Y antes de que pudiera respirar, antes de que pudiera pensar, él estrelló sus labios contra los de ella de nuevo, silenciando la habitación una vez más.

Esta vez, Helena no dudó.

Le devolvió el beso con una desesperación que rozaba la violencia, sus manos se aferraron a la camisa de él, atrayéndolo más cerca, con más fuerza, intentando consumirlo de la misma manera que él la estaba consumiendo a ella.

El beso lo era todo.

El aire no importaba. Los pensamientos no importaban. El juego, la farsa, Vivienne… nada de eso importaba.

Solo existía esto: su boca sobre la de ella, su lengua invadiendo, reclamando, sus manos sujetándole la mandíbula con una fuerza que casi dejaba moratones y el placer candente que le quemaba cada nervio del cuerpo.

Gimió en su boca…, un sonido quebrado y necesitado…, y sintió el gruñido de respuesta de él vibrar a través de su pecho.

La mano de él se deslizó desde su mandíbula hasta la nuca, los dedos se enredaron en su cabello cuidadosamente peinado, destruyendo el elegante recogido con una posesión descuidada.

No le importó.

Se arqueó contra él, apretando los pechos contra su torso, sintiendo los duros planos de músculo bajo su camisa, y gimoteó por la fricción.

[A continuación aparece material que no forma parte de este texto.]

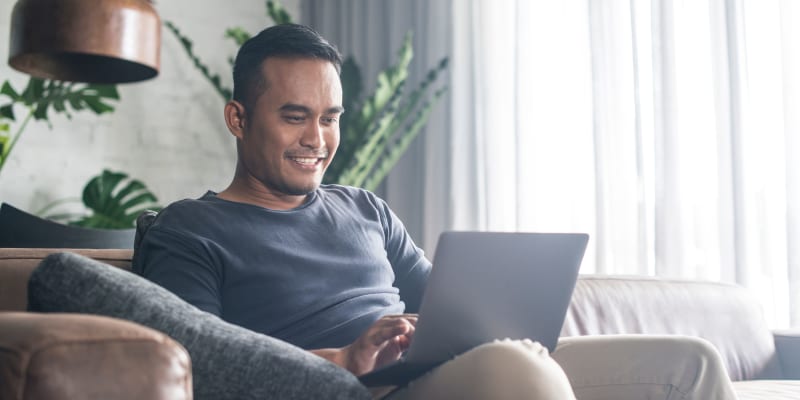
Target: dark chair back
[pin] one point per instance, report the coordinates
(21, 229)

Sus muslos se apretaron contra la nada, el anhelo entre sus piernas era tan agudo que casi resultaba doloroso.

Necesitaba más. Necesitaba sus manos sobre su piel. Lo necesitaba dentro de ella.

Necesitaba…

El beso se rompió.

Ambos jadeaban, el aire entre ellos cargado de una neblina densa y narcótica.

Helena lo miró, con los labios hinchados y húmedos, los ojos vidriosos y desenfocados. Se estaba ahogando. Él era su aire, su gravedad, lo único que la ataba a la tierra.

—Sabes… delicioso —murmuró Alex, con una sonrisa oscura dibujada en los labios mientras pasaba el pulgar por la boca húmeda de ella.

—Si lo hubiera sabido… —se inclinó más, su voz se redujo a un susurro áspero y conspirador.

—…no habría esperado tanto.

Helena no pudo responder. Su mente era una mezcla de placer y adrenalina. Se limitó a mirarlo, con el pecho agitado, sus ojos suplicando más. Estaba expuesta, vulnerable, completamente bajo su hechizo.

El pulgar de Alex trazó su labio inferior… lento, deliberado, posesivo.

—¿Qué? —bromeó Alex, su voz descendió a un retumbo áspero e íntimo—. ¿Te comió la lengua el Gato? ¿O es que simplemente no te gusta?

Él inclinó la cabeza, burlándose de su silencio.

—Pensé que querías esto.

Se adentró en su espacio, sus caderas rozaron las de ella, permitiéndole sentir el bulto implacable de su erección a través de los pantalones.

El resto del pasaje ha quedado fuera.